President Obama’s speech to the nation on immigration Thursday night was intellectually dishonest. President Obama played on America’s heart strings while telling the American people less than the full truth.
Now, I continue to believe that the best way to solve this problem is by working together to pass that kind of common sense law. But until that happens, there are actions I have the legal authority to take as President, the same kinds of actions taken by Democratic and Republican Presidents before me, that will help make our immigration system more fair and more just.
That paragraph admits that the right way to do this is enacting legislation. That necessarily means he’s ignoring the People’s House, aka the House of Representatives. When a president signs an executive order saying that he won’t deport illegal aliens, that isn’t prosecutorial discretion. That’s stopping a step shy of granting illegal aliens amnesty.
When a president says that half the people who are in the nation illegally can stay indefinitely, that’s the equivalent of rewriting the federal immigration statutes.
It’s time to bust the myth that President Reagan’s actions were the same as President Obama’s. President Reagan worked with Congress in 1986 to enact, then sign, the Simpson-Mazzoli Act. In 2008, President Obama told immigration activists that immigration reform would be his top priority. Then he ignored immigration for the next 6 years.
President Obama doesn’t want a solution. He wants the issue as a billy club to use against Republicans. Period.
This part of the speech is especially dishonest:
Undocumented workers broke our immigration laws, and I believe that they must be held accountable, especially those who may be dangerous. That’s why, over the past six years, deportations of criminals are up 80 percent. And that’s why we’re going to keep focusing enforcement resources on actual threats to our security. Felons, not families. Criminals, not children. Gang members, not a mother who’s working hard to provide for her kids. We’ll prioritize, just like law enforcement does every day.
It’s important to note that the deportations statistic is dishonest. Prior to the Obama administration, criminals already inside the United States were the only people counted in the deportation statistics. Starting with the Obama administration, people caught at the border and immediately returned to Mexico are also counted as criminal deportations.
If the Bush administration used the same method as the Obama administration did, Obama’s deportation statistics would look feeble compared with Bush’s deportation statistics.
Then there’s this:
And to those Members of Congress who question my authority to make our immigration system work better, or question the wisdom of me acting where Congress has failed, I have one answer: Pass a bill.
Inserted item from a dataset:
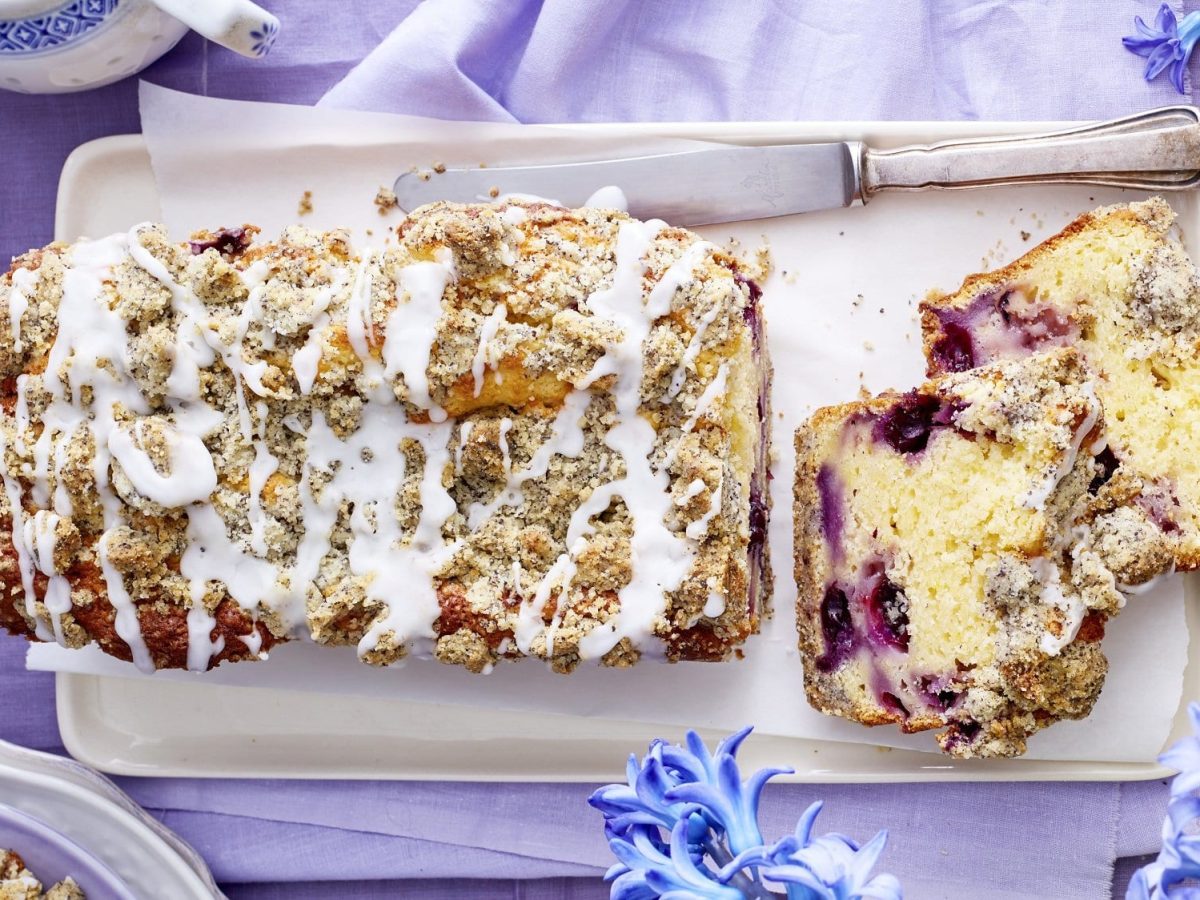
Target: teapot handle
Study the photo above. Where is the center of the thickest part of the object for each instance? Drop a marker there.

I want to work with both parties to pass a more permanent legislative solution. And the day I sign that bill into law, the actions I take will no longer be necessary.
That’s dishonest, too. President Obama hasn’t worked with both parties and both houses of congress. That’s a verifiable, indisputable, fact. Further, when President Obama tells Congress that the way to stop him from implementing his unconstitutional executive action is to “pass a bill”, he’s admitting that what he’s doing requires legislation.
Finally, there’s this final bit of dishonesty:
Jim Avila of ABC asked, “In 2010, when asked by immigration reform advocates to stop deportations and act alone on providing legal status for the undocumented, you said, ‘I’m president, I’m not king. I can’t do these things just by myself.’ In 2013, you said, ‘I’m not the emperor of the United States. My job is to execute laws that are passed.’ Mr. President, what has changed since then?”
Obama replied: “Well, actually, my position hasn’t changed. When I was talking to the advocates, their interest was in me, through executive action, duplicating the legislation that was stalled in Congress.
According to Politifact, President Obama’s statement is rated as false.